The most interesting news comes in section 8. Aficionados of PR-speak will recognize these questions as benchmark
tests to identify who is an opinion maker, a member of the ten percent of Americans who are believed to set the agenda
and steer the opinions of the other 90%. To qualify as an official "influential," RoperASW, the leading firm
consulting in the field, you have to answer 3 of those questions (excluding a petition) in the affirmative. Clearly the blogosphere is crawling with certified grade A opinion makers. (When we can get SurveyMonkey's filtering software to behave properly, we'll be able to tell you exactly how many.)

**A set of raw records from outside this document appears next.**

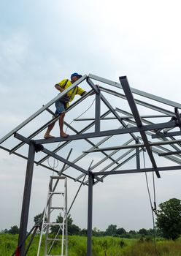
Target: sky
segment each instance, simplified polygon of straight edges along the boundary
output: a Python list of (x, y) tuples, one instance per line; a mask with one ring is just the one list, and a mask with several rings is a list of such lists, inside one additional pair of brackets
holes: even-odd
[[(55, 97), (54, 84), (74, 72), (116, 82), (126, 75), (131, 87), (180, 102), (180, 1), (2, 0), (0, 10), (0, 138)], [(19, 225), (26, 162), (0, 155), (1, 230)], [(28, 229), (45, 205), (51, 174), (34, 167)], [(180, 171), (155, 180), (158, 205), (180, 199)], [(152, 188), (150, 175), (149, 182)], [(78, 186), (68, 181), (69, 205)], [(81, 228), (87, 197), (84, 187), (71, 211)], [(153, 227), (144, 174), (107, 178), (94, 187), (93, 200), (98, 229)]]

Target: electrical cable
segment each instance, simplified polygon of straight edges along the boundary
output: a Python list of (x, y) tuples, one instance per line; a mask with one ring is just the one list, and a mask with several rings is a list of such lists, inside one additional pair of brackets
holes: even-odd
[[(144, 151), (142, 152), (143, 152), (144, 167), (145, 167), (145, 170), (146, 169), (146, 165), (145, 165), (145, 152), (144, 152)], [(150, 191), (149, 185), (148, 185), (147, 175), (146, 172), (145, 172), (145, 177), (146, 177), (147, 192), (148, 192), (148, 195), (149, 195), (149, 199), (150, 199), (150, 206), (151, 206), (151, 211), (152, 211), (154, 246), (155, 246), (155, 250), (156, 255), (158, 256), (158, 252), (157, 247), (156, 247), (156, 241), (155, 241), (155, 218), (154, 218), (154, 214), (153, 214), (154, 210), (153, 210), (153, 208), (152, 199), (151, 199), (151, 195), (150, 195)], [(153, 173), (153, 177), (154, 177), (154, 173)], [(153, 178), (153, 188), (154, 188), (154, 200), (155, 200), (155, 179), (154, 178)], [(154, 203), (155, 203), (155, 201)]]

How much credence should you give this survey? The survey was designed as much to provoke as to prove. I'll
paraphrase what I wrote last year: the survey's responses are a fragment of a sample of a subset. There are millions of bloggers. Last week I e-mailed roughly 100 of them -- some of the biggest bloggers, many of whom focus on politics and/or sell blogads -- suggesting they link to they survey. Some of the bloggers I wrote to (and some I didn't) linked to the survey; some of their readers clicked; some were offended by questions written mostly for Americans; some aspiring respondents were unable to complete Surveymonkey's sometimes buggy forms. So wield a salt shaker as you munch on this data.
But remember also that the blogosphere is all about biases and conversations and boot-strapping and not waiting for some authority-- a newspaper editor or university dean or foundation officer or venture capitalist or government agent -- to tell you something but figuring it out yourself, and, finally, about sharing fragments of imperfect data with peers to arrive at some useful collective knowledge.
As Trent Lott and Howell Raines learned, the blogosphere's numerous voices can capture and amplify ideas that are too complex or contrary for traditional organizations to see or speak. (This year, we can add Howard Dean, Dan Rather, George Bush, Eason Jordan and Jeff Gannon to the list of public figures rerouted by bloggers.)